Middle Schoolers Hear Timely Message from Top Expert:
Be Savvy Consumers, Says Maryland’s Attorney General

Attorney General Curran Visits Cockeysville MS to Unveil New Web Site

Just in time for holiday shopping, no less an authority on consumer protection than Maryland’s Attorney General arrived at Cockeysville Middle School recently with a pointed message for teens: Be smart and sensible customers, and do your homework before you shop.

The homework that Attorney General J. Joseph Curran, Jr., discussed wasn’t the usual school fare of reading, writing, and arithmetic.
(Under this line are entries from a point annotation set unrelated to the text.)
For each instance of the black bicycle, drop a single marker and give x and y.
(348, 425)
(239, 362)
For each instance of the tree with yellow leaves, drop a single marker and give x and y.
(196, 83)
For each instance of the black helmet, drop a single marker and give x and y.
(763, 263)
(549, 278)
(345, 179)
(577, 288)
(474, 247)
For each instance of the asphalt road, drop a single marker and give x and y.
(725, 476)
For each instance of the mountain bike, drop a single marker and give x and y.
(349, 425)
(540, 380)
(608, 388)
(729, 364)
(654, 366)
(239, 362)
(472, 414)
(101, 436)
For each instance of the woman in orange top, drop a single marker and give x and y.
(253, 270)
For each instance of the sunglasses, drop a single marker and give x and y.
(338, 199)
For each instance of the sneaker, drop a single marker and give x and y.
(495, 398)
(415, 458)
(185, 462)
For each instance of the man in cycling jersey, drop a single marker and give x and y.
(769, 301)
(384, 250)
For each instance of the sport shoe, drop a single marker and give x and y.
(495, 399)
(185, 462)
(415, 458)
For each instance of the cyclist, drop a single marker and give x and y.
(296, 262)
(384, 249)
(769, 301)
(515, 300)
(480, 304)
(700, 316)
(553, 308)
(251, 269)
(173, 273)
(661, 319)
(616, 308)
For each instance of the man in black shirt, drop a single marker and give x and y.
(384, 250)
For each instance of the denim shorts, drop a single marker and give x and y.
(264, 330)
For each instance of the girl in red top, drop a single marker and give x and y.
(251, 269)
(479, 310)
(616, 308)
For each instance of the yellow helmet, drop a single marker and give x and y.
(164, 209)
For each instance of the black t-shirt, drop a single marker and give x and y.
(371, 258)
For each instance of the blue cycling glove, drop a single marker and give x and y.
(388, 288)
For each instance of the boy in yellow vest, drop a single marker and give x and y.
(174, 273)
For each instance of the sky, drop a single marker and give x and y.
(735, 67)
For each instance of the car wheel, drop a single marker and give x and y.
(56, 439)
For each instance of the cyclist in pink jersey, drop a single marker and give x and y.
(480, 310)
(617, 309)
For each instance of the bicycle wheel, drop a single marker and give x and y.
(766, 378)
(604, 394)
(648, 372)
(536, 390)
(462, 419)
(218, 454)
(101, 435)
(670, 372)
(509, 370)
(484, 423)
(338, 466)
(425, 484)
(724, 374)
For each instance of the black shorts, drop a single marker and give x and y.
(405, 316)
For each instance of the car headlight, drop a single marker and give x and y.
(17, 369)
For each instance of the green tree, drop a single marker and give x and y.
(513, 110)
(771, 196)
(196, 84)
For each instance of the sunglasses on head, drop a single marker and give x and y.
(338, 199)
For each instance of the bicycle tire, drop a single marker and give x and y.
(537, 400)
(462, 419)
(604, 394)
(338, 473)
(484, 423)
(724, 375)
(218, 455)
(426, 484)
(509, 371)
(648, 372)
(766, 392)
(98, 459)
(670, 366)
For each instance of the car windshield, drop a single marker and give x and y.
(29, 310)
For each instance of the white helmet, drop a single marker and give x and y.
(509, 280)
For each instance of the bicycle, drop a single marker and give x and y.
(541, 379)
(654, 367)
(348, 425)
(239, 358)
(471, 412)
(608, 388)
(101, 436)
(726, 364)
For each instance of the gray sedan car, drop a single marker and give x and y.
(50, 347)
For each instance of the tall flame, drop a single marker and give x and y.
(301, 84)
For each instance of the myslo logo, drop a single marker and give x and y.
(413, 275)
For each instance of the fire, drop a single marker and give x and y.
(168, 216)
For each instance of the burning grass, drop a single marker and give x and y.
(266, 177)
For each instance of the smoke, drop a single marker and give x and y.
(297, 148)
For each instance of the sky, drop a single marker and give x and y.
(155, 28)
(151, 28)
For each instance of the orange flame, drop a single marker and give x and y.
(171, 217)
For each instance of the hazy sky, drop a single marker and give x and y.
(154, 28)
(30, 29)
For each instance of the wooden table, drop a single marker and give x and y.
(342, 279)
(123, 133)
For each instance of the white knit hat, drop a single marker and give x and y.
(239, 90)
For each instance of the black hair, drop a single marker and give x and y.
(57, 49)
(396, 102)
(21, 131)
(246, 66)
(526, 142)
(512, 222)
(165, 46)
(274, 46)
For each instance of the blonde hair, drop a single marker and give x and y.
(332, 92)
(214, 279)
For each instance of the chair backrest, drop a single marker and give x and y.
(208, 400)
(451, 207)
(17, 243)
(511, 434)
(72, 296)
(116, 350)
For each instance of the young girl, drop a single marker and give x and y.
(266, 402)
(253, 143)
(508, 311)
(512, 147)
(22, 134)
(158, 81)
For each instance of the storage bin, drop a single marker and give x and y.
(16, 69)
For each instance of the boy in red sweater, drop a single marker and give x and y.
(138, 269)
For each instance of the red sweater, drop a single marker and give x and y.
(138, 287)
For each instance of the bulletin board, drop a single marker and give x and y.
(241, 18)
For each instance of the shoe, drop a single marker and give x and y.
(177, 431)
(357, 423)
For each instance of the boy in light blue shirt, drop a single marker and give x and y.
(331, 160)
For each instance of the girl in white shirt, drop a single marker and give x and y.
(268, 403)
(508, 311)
Rather, he discussed the importance of teens knowing about consumer fraud and Internet scams and educating themselves about their rights as consumers.

To that end, he came to Cockeysville Middle School (CMS) to unveil a homework helper, of a sort. A new web site offered by his office called “WiseBuys for Teen Consumers” debuts on the web site of the Office of the Attorney General. The site, produced with the help of CMS parent Andrea Cooper may be found at http://www.oag.state.md.us/WiseBuys/index.htm.

“We need you to be our test market,” Mr. Curran told Deborah Burk’s eighth-grade family studies class. “We need to know if you think a web site like this is helpful or not.” The consensus Mr. Curran received from the class was that the site, with its helpful tips and interactive advisories, will be well-received.

“I think a lot of adults could use this information, too,” whispered Cockeysville Principal Philip Taylor during Mr. Curran’s visit. At the front of the class, the web site’s author, Jamie St. Onge, took the class through an interactive consumer quiz on the site that ranged from questions about credit cards to tattoos.

Among those visiting CMS along with Mr. Curran were the school’s PTA President, Kathryn Sless, and the BCPS Manager for Career and Technical Education, Charlene Bonham.

Ms. Cooper, who works for Mr. Curran’s office and who provided the graphics for the web site, said she hoped the site would help keep teenagers from making common consumer mistakes. “We wanted to make this information accessible and relevant,” she said. Her daughter, Maura, a CMS 8th-grader, served as an informal consultant to her mom’s project. “She’d tell me, ‘Mom, that’s lame,’ if something wasn’t going to appeal to her or her friends.”

By and large, though, it was apparent from the response of Ms. Burk’s class that the information would be valuable to those who access the site and learn to be savvy consumers. One by one, students related stories of scams or rip-offs they or their parents had received in the mail, over the phone or Internet, or encountered in the marketplace.

Mr. Curran appreciated the feedback, too. “We’d rather see you go to a web site like this and learn how to avoid becoming a victim,” he said, “than end up having to come to us with a problem.”